Inside Google's SEO Ranking Factors from Recent Document Leak

The Google algorithm leak has become the hottest topic in SEO circles (and beyond) over the past few weeks. These now-public documents have allowed everyone to peek into the algorithm driving Google Search.

As a result, we can dissect the elements that determine content ranking, removing the veil of mystery from this strategic resource. If you’re trying to wrap your head around it, it’s best to revisit the story from the beginning.

So, let’s go back to the start of Google’s SEO guidelines leak.

 

What Exactly Happened?

What many now call the May 2024 Google leak actually started to unfold on March 13, when a person using the alias ‘yoshi-code-bot’ uploaded the leaked documents to GitHub. However, their post didn’t gain any traction until the anonymous source contacted Rand Fishkin, the co-founder of SnackToro, on May 5.

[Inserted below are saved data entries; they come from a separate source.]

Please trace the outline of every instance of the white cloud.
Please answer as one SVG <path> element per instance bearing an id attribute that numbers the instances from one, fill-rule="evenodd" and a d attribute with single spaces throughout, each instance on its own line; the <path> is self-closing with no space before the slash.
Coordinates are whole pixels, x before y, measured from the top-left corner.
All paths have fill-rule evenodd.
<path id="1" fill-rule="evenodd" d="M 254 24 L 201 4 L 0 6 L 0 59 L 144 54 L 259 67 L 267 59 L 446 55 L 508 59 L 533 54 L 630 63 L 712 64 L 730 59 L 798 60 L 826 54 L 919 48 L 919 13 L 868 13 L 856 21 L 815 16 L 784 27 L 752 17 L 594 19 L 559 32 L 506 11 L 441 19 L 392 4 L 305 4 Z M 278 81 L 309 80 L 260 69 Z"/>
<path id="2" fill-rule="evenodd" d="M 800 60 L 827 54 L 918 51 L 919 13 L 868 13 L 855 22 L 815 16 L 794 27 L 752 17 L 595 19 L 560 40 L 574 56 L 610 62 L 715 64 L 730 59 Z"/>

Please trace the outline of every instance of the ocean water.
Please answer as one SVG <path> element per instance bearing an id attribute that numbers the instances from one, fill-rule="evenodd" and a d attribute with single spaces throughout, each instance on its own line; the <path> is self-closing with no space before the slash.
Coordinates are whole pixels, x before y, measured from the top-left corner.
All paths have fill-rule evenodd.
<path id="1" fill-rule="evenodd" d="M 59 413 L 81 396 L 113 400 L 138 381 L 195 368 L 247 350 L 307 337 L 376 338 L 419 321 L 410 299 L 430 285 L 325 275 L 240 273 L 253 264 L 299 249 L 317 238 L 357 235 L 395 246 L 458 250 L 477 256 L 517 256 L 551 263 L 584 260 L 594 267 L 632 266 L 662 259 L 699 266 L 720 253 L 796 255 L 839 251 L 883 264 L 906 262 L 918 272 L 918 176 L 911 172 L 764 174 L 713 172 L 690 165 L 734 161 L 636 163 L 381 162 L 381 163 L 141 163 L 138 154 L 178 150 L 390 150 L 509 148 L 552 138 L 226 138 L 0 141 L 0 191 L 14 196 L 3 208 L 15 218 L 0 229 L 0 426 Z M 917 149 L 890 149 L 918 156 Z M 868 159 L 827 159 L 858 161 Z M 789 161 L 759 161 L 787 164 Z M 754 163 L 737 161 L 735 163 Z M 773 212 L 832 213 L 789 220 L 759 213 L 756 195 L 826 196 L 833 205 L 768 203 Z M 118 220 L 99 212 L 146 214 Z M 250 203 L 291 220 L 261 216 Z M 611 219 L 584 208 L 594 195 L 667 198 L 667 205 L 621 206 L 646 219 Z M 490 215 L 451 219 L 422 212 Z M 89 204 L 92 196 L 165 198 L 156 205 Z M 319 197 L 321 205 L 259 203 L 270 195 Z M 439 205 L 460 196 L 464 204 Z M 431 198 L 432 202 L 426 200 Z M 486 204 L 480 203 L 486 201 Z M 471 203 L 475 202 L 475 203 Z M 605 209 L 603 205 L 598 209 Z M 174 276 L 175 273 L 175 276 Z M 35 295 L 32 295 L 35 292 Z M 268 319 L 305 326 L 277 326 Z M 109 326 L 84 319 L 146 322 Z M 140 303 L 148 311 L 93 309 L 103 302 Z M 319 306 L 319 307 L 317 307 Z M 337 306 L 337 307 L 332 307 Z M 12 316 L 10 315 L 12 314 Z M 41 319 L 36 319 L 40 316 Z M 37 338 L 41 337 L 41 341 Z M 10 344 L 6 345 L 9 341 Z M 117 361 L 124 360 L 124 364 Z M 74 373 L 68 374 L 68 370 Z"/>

Fishkin reached out to Michael (Mike) King, the CEO of iPullRank, asking for advice. Together, they examined the matter and published their analysis on May 27. Finally, everyone started paying attention to the leak, nudging the anonymous source to reveal themselves the next day as Erfan Azimi, an SEO professional.

Azimi clarified that financial motives weren’t the reason he published the documents. Instead, this SEO practitioner wanted the truth to come out.

 

What’s Inside the Leaked Google Search API Documents?

The leak contains over 2,500 pages of API documentation with 14,014 features from Google’s internal ‘Content API Warehouse.’ The documents only revealed the existence of the ranking attributes without detailing their weighting or importance. These functions can modify a document’s information retrieval score or alter its ranking.

Other invaluable information, such as reasons for demotions and change history, is also inside these documents. However, we’ll discuss each of these later on.

Google leak document API
Source: hexdocs.pm

 

Did Google Confirm Whether the Leaked Search Documents are Real?

Yes. Google has confirmed that the massive leak of its internal documents is authentic. However, they refused to provide any further comments.

But even before this confirmation came, Fishkin and King contacted ex-Googler friends who shared that the leaked docs had all the hallmarks of an internal Google API. These SEO professionals only published the article about the leaked Google SEO documentation after confirming these documents were legitimate and coming from inside Google’s Search division.

Another important thing to mention is that the leak was mostly likely accidental and, therefore, briefly available. However, the leaked documents contradict many of Google’s past public statements concerning which factors they use to calculate ratings. For instance, Google denied having a website authority score and explicitly rejected using Chrome data in search rankings.

 

Why Should You Care About the Google Search Algorithm Leak?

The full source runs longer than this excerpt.